Да и что тут объяснять! Как только он по прибытии получил подмётное письмецо (узнать, кто писал, пока так и не удалось — все буковки в письме написаны левой рукой), тотчас приказал гвардии майору Ушакову начать следствие. И Виллим Монс при первом же кнуте повинился. Призналася в сводничестве и Катьки на подружка, генеральша Балк.

Так что дело было раскрыто через первую лёгкую попытку. Правда, не допрашивали под кнутом главную виновницу и ответчицу — Екатерину Алексеевну, поскольку не было на то его царской воли.

А как он мог дать волю своему гневу? Ведь позор лёг бы на всю царскую семью, и прежде всего на его дочерей. И конечно же, не состоялась бы помолвка Анны с герцогом голштинским. Вот почему Катька отделалась пока лёгким испугом, а вечор состоялась наконец помолвка Анны. Но с Катькой во время помолвки он и словом не обмолвился.
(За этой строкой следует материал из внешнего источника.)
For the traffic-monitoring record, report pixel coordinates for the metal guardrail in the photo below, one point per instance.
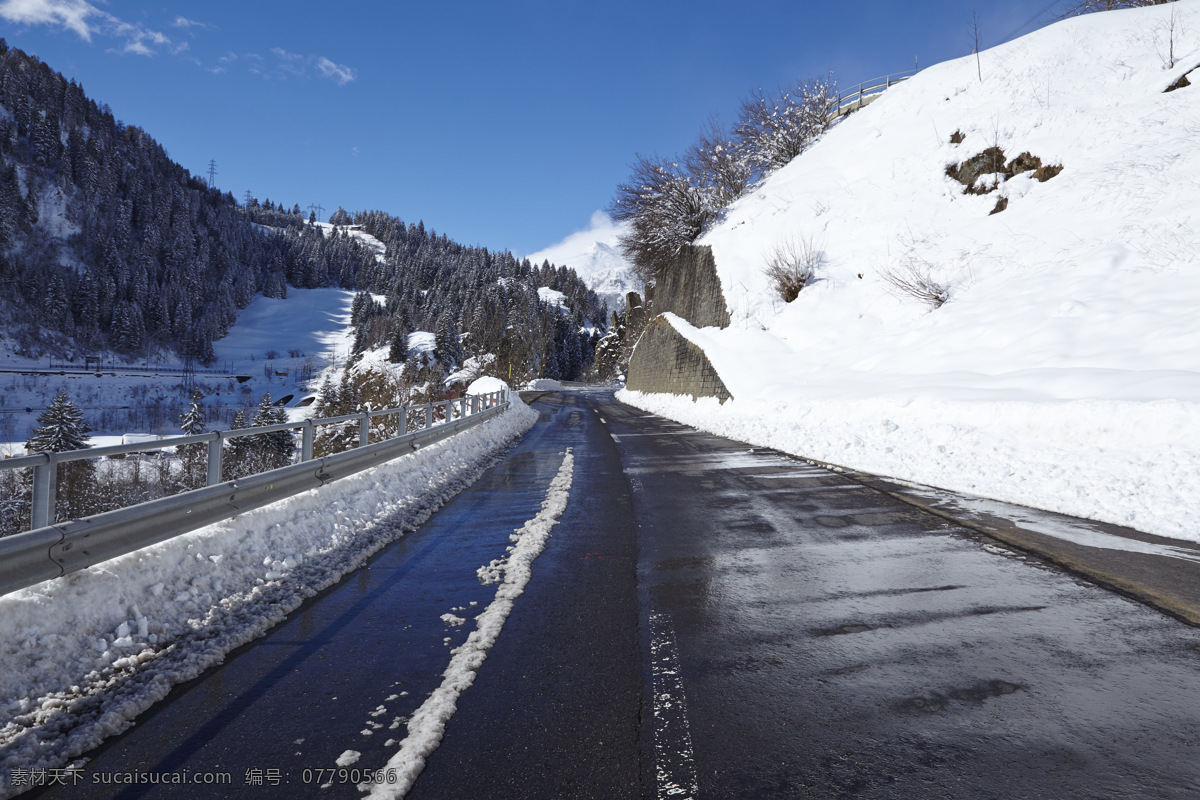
(53, 549)
(855, 98)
Более того, приготовил ей страшное напоминание. Пётр взглянул на голову казнённого намедни Виллима Монса, стоявшую в банке со спиртом. Голову красавчика-немчика государь препарировал собственноручно — недаром слыл учеником славного голландского анатома Рюйша. Голова получилась яко живая, и токмо смертельный оскал зубов прикрыть не удалось. Хотя оно и лучше — будет для Катьки страшным напоминанием о той злой участи, которая и её со временем поджидает. Нет, он не сошлёт её сразу в монастырь, как первую свою жёнку, Дуньку Лопухину. Ту дуру он сослал не за измену, а просто за её природную глупость.

Здесь же иное, и быть Катьке-мужичке со временем битой и поднятой на дыбе! Пётр хрустнул сильными пальцами, и глаза налились безумием, словно уже узрел кровь на белоснежных плечах, которые столь часто целовал. С трудом остыл и вдруг поразился: отчего же это он так ревнует Катьку к мёртвому Монсу? Ведь когда брал её в жёны, знал же, что она солдатская девка, которая с кем только не спала — и со шведским капралом, и с русским солдатом, и с другом сердешным Алексашкой. Да и покойному фельдмаршалу, Борису Петровичу Шереметеву, не токмо портки стирала! И вот поди же, ни к кому из тех бывших амантёров он Катьку не ревновал, а к Монсу сразу же прикипел лютой ненавистью. И не потому даже, что Монс был братом покойной Анхен и выходило, что Анхен мстила ему даже из могилы. Нет, здесь иное!